Não obstante, é imperativo reconhecer um limite operacional inegável: a insuficiência de pessoal na Secretaria de Estado das Relações Exteriores.
A agenda da política externa para 2024 nos exigirá ainda mais: além do intenso trabalho habitual em suas áreas, os servidores farão o seguimento de iniciativas lançadas; realizarão cerca de 100 reuniões do G20; e prepararão, para as cúpulas a serem sediadas no Brasil em 2025, algo em torno de cem processos negociadores da COP30 do Clima e dezenas de reuniões do BRICS e do MERCOSUL.

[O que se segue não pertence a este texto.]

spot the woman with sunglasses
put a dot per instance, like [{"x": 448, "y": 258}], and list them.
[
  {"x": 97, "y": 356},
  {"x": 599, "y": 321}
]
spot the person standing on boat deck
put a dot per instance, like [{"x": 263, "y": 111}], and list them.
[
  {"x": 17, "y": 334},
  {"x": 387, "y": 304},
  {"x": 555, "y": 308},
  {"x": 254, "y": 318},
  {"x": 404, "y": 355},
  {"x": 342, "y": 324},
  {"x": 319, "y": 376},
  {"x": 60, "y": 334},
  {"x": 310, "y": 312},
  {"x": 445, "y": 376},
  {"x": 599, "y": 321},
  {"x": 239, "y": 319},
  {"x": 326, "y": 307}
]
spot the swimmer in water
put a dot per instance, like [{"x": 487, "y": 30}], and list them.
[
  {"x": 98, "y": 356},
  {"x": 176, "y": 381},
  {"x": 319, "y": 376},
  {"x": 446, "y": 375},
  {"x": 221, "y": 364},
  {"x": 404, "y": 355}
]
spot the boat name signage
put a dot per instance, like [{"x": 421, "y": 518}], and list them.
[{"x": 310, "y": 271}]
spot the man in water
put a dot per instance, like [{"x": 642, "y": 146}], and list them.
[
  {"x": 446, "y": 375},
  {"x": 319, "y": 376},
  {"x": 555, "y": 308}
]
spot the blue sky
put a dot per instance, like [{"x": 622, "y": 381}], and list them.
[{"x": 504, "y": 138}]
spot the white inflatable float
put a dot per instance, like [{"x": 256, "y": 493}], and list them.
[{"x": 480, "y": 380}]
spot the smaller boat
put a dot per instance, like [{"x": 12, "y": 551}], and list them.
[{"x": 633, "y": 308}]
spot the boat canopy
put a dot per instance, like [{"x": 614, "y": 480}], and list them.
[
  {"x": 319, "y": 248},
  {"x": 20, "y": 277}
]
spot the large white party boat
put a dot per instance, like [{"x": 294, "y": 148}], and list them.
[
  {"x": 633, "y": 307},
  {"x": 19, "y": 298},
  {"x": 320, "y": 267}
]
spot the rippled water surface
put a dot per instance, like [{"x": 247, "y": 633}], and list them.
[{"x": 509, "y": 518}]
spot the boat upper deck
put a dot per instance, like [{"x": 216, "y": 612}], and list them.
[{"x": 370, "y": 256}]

Nesse quadro, questões relativas à gestão de pessoas – incluindo o ingresso, a alocação e a progressão de carreira dos servidores – revestem-se de fundamental importância para o êxito da política externa.
Serão tomadas medidas sistêmicas para, de um lado, mitigar o déficit de funcionários, a exemplo dos concursos já convocados para diplomatas e oficiais de chancelaria; e, de outro, para alocar a força de trabalho do Itamaraty de modo mais eficiente e alinhado com as prioridades estabelecidas pelo senhor Presidente da República.

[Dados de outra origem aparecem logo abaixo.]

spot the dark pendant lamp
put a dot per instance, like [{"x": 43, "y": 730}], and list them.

o planejamento institucional do ministério para o período 2024-2027 conferirá especial atenção à ampliação da diversidade no quadro dos servidores, avançando a partir de conquistas já realizadas como o Programa de Ação Afirmativa do Instituto Rio Branco e da criação, neste governo, do sistema de diversidade e inclusão.
Trabalharemos para aprimorar a qualidade de vida no ambiente de trabalho, com particular atenção à segurança e à saúde física e mental de servidores, e a uma política robusta de prevenção e combate a assédios e a qualquer forma de discriminação.
Tais medidas – combinadas a uma abordagem inclusiva na gestão do patrimônio físico, histórico e artístico da diplomacia – fortalecerão o Itamaraty, e os serviços que presta à sociedade, como espaço de pertencimento físico, político e simbólico para todos os brasileiros.
A diplomacia pública e as relações com os demais ministérios, o Congresso Nacional, e os entes federativos, serão intensificadas. Em seu governo, Presidente Lula, o Itamaraty será mais diverso e permeável ao diálogo com o Estado, a academia e a sociedade brasileira.
Caros formandos,
Compraz-me receber os novos diplomatas ao lado de colegas com quem iniciei minha carreira e com quem compartilho a celebração hoje de 50 anos de serviço público.
Deixo uma palavra de reconhecimento e afeto aos colegas Carlos Antonio da Rocha Paranhos, João Almino de Souza Filho e Andréia Cristina Nogueira Rigueira, e aos colegas de turma do meu curso do Instituto Rio Branco: Piragibe dos Santos Tarragô, Carlos Alberto Lopes Asfora, Eduardo Prisco Paraíso Ramos e Moira Pinto Coelho.
Esse encontro entre as turmas de 2023 e 1973 confere sentido especial a uma palavra muito cara ao Itamaraty: tradição, a qual expressa um ato de entrega. A importância simbólica dessa formação de vínculos, dessa troca de saberes entre gerações, reside tanto em quem passa o bastão, como em quem o recebe.
É nesse espírito que peço aos jovens colegas que recebam as múltiplas matrizes da tradição viva da diplomacia brasileira: prontos a conhecê-la, a honrá-la e a transformá-la quando necessário. E a construir, a partir dela, as novas tradições que conduzirão o futuro do Brasil e do Itamaraty.
É, igualmente, nesse espírito que peço a todos os servidores do Ministério que recebam os formandos: abertos a seus valiosos aportes e ideias, dos quais todos temos muito a nos beneficiar.
Muitas felicidades a todos e muito obrigado.